Auteur : AZIEZ Brahim   
Publié le : 03 Mai 2009
Cetelem Algérie n'existera bientôt plus. Ses activités en tant qu’entité devront s’arrêter dans les jours à venir en raison des problèmes de liquidités rencontrées depuis quelques mois, et qui ont énormément affecté son évolution. Selon nos informations, le numéro un européen du crédit à la consommation a décidé de mettre fin à l'existence Cetelem El Djazaïr, dont les activités seront intégrées au sein de la banque mère, BNP Paribas El Djazaïr, filiale algérienne du groupe bancaire français BNP Paribas. La décision de Cetelem de quitter l'Algérie après y avoir réalisé des chiffres records en peu de temps, serait liée au recul du marché du crédit à la consommation. Un recul « imputé » à la décision du gouvernement de limiter l'accès des banques et établissements financiers privés (étrangers) au marché bancaire. Les banques publiques ont reçu instruction de ne plus prêter d’argent aux banques et établissements financiers privés. Ces derniers se sont retrouvés asphyxiés et incapables de mobiliser les ressources financières nécessaires pour poursuivre leur développement.
Le durcissement des conditions d'accès au marché bancaire pour se faire financer a fin par contraindre Cetelem à revoir ses critères d'octroi des crédits à la consommation, mais cela n'a pas suffit.

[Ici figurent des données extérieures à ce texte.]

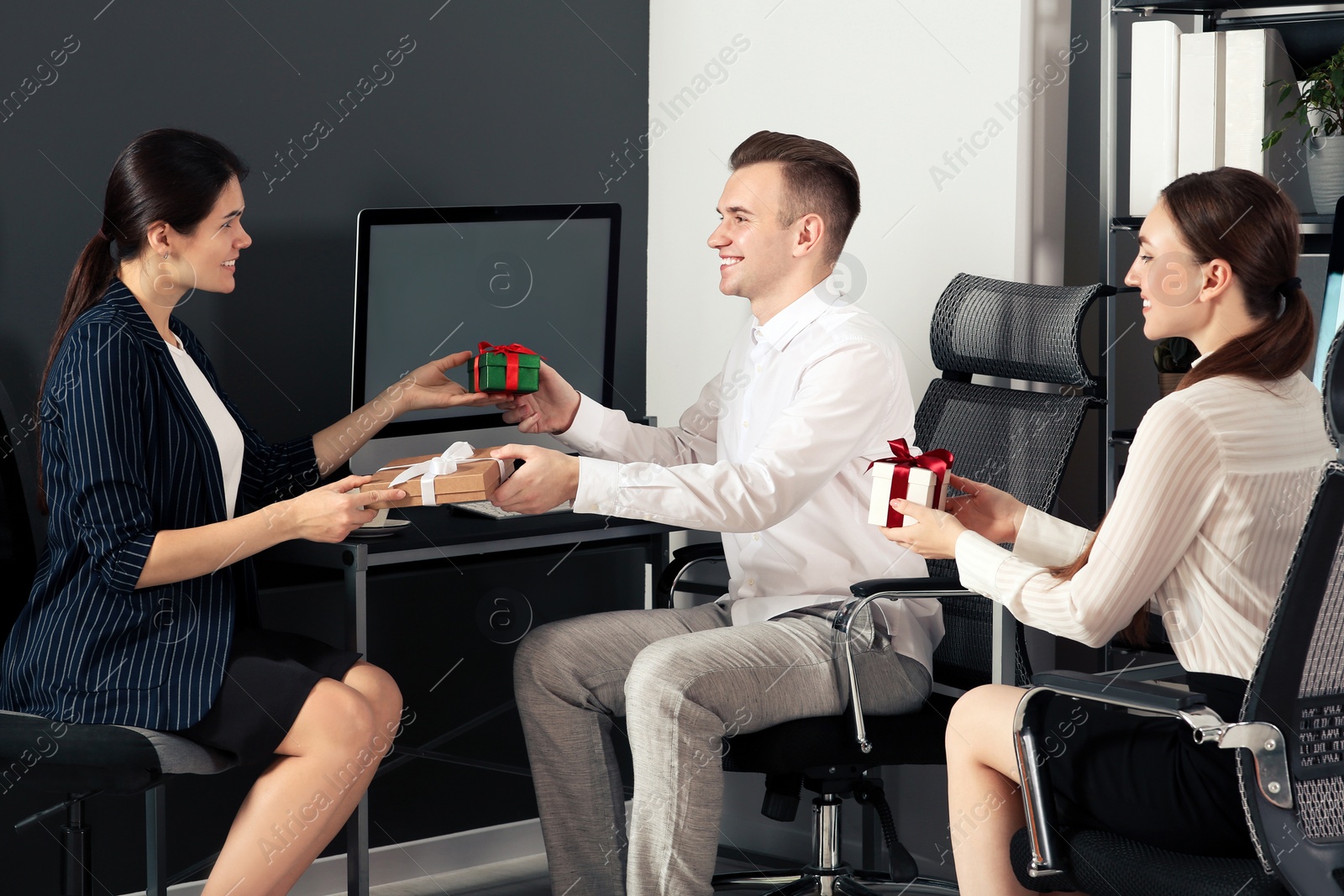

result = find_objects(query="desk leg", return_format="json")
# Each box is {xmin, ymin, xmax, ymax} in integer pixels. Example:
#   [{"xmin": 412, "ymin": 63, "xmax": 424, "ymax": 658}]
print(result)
[{"xmin": 341, "ymin": 544, "xmax": 368, "ymax": 896}]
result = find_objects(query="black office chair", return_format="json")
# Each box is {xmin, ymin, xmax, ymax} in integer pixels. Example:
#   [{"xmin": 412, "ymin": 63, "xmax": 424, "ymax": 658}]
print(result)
[
  {"xmin": 1011, "ymin": 323, "xmax": 1344, "ymax": 896},
  {"xmin": 0, "ymin": 385, "xmax": 234, "ymax": 896},
  {"xmin": 657, "ymin": 274, "xmax": 1114, "ymax": 894}
]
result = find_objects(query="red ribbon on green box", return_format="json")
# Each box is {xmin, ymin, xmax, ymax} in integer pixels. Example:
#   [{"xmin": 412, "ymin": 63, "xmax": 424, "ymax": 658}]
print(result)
[
  {"xmin": 472, "ymin": 343, "xmax": 540, "ymax": 392},
  {"xmin": 869, "ymin": 439, "xmax": 953, "ymax": 528}
]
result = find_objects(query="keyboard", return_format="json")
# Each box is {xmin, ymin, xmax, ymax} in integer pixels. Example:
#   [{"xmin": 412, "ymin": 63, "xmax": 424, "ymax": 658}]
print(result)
[{"xmin": 453, "ymin": 501, "xmax": 574, "ymax": 520}]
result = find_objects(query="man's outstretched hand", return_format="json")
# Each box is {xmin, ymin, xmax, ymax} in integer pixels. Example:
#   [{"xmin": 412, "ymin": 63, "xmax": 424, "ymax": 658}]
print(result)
[
  {"xmin": 491, "ymin": 445, "xmax": 580, "ymax": 513},
  {"xmin": 496, "ymin": 361, "xmax": 580, "ymax": 435}
]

Cetelem qui a entamé ses activités en Algérie en 2006 a largement profité du développement spectaculaire du crédit à la consommation et du crédit véhicule jusqu’à la fin 2008. Il faut dire que les critiques sévères du premier ministre à l’égard du crédit à la consommation, en le considérant dangereux pour l'économie nationale et bénéfique pour les étrangers, a été relayé par l’ire du président de la République qui a dénoncé le fait que le crédit à la consommation profite essentiellement à financer l'acquisition de produits étrangers. On estime que le crédit à la consommation, tel que conçu aujourd’hui, finance en dinars algérien l'acquisition de produits importés en devises, et c’est en devises que sont transférés les bénéfices vers les pays d’origine de ces entités. Si El Baraka reste la seule institution financière à maintenir le cap c’est en raison de son statut de banque disposant d’un département chargé du crédit à la consommation, permettant, ainsi, la circulation des liquidités de la banque (issues des dépôts divers) entre les différents services, ce qui n’est pas le cas de BNP Paribas avec Cetelem. L’affaire Khalifa a fait en sorte que l’Etat n’autorise plus ce genre de transactions.